It's so rough I would suggest getting some 120 Grit ones as well or else you will spend forever working the scratch marks out of the piece. Also be careful about rocking the back when you place it on the disc or you could round over the edges. This sandpaper is so aggressive that using it by hand would probably work well to. It's much more aggressive than the 80 grit sandpaper that came from Worksharp or the Klingspor replacement discs I bought.


----------



## bandit571 (Jan 20, 2011)

Most times, when a "new" iron comes into the shop, I will "flatten the back at the 1"x30" beltsander with 120 grit belt. Cup of water nearby. Fingers get warm….dunk the metal in the water. Takes a whopping 3 minutes to get the back flat. IF that long. Sole of the smaller planes will take a ride on the 3×21 beltsander, after I make a bunch of black sharpie lines across the sole. Again, maybe 10 minutes of that. Sides will ride, too IF needed.
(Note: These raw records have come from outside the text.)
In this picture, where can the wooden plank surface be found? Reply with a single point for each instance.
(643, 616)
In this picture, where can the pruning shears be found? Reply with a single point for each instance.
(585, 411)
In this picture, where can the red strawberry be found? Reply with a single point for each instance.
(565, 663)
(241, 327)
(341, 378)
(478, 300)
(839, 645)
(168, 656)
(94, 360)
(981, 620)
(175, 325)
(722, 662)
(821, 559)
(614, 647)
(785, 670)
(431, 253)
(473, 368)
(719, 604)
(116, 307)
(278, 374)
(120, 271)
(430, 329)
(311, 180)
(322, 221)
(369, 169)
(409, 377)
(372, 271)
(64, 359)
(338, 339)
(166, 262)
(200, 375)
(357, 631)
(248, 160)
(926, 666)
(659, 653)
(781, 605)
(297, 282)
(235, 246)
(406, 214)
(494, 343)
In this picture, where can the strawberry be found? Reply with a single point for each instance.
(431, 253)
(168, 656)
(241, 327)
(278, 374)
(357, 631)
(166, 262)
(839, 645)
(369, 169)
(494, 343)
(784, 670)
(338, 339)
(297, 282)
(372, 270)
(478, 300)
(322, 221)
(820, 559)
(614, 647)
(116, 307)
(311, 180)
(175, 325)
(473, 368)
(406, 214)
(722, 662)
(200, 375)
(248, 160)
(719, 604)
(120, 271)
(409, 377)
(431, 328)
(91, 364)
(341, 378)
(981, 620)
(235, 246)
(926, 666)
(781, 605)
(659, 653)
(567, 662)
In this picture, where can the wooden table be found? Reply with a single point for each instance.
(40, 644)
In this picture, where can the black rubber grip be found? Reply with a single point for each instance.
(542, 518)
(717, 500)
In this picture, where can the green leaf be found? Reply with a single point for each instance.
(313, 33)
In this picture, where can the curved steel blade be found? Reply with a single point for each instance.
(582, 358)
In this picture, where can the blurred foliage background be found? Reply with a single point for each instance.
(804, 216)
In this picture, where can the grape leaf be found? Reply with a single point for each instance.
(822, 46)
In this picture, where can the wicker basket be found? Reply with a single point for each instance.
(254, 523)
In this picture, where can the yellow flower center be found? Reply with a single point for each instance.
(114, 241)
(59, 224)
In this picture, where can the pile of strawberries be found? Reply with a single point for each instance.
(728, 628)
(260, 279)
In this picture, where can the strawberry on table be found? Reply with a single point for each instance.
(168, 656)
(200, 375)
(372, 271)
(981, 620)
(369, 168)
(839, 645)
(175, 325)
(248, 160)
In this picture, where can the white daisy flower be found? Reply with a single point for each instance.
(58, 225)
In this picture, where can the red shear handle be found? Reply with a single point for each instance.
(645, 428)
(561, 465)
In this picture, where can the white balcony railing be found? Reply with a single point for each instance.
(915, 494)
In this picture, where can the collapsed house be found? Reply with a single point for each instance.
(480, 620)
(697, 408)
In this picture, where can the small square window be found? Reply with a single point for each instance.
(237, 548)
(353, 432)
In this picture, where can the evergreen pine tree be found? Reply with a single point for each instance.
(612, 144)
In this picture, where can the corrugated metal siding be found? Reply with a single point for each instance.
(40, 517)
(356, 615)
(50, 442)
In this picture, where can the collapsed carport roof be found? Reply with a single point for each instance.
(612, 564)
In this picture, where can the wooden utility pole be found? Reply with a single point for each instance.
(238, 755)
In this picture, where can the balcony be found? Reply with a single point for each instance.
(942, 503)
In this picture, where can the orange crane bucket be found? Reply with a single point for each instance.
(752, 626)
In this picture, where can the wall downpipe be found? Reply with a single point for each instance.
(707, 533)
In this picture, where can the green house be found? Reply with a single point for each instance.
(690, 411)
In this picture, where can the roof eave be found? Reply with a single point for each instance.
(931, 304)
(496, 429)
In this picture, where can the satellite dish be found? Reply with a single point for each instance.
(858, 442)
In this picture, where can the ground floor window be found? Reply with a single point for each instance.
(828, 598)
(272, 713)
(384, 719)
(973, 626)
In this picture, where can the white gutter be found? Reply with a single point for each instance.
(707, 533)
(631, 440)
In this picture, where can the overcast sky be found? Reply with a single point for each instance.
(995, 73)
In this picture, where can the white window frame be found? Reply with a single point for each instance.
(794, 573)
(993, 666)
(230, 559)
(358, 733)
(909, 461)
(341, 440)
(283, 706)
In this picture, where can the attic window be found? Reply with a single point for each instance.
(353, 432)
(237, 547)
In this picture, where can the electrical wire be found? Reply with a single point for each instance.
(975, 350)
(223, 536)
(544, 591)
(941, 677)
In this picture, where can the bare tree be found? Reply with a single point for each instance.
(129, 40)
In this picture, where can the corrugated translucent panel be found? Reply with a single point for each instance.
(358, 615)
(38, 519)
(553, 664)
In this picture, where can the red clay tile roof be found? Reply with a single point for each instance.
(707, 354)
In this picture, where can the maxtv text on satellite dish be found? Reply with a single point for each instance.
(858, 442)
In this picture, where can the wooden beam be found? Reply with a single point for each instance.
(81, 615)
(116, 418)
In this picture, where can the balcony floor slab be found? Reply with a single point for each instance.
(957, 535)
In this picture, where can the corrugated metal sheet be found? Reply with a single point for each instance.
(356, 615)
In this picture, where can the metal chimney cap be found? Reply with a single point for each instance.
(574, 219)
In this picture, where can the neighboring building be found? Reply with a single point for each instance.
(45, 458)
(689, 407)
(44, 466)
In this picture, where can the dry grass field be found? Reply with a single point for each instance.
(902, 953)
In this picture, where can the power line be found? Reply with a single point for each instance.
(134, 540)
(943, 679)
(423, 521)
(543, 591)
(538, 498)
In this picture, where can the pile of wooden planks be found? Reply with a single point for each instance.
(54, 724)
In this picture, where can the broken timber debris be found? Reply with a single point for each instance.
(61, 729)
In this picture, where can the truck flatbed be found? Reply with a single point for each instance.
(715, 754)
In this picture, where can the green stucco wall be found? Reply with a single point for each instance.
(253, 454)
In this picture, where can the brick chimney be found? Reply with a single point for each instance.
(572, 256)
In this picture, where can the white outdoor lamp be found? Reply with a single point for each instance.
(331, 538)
Have a mark set up on the narrow belt sander, to show the 25 degree angle for the bevel. This re-defines the bevel, and gets it ready for the stones, and 2.5K grit paper. Then a nice 20 stroke strop. Bevel is ready to go, back was also polished up as I went.

Had a WR#4 V3 for about a year. Came with the wrong V2 chipbreaker. Got it replaced. Nice plane, but it started to get real finicky as things went along. Finally got tired of messing with it. Sold it off, and bought a couple Millers Falls #9s Much better plane.

The only "thick" irons in the shop are the tapered ones in the woodies. Butcher…Ohio Tool works, New York Tool. Prefer the OEM irons for the "newer" planes.


----------



## LBH (Feb 22, 2015)

I just box up my old Stanley's No 2, No 4, and No 6 and sent them to Tablesaw Tom.

"$30 for the#2, $40 for the 4, $50 for the #5 and $65 for a six and that totals $185. I also give a $5 per plane discount after 2 so the total cost is $175"


----------



## wormil (Nov 19, 2011)

80 grit until flat


----------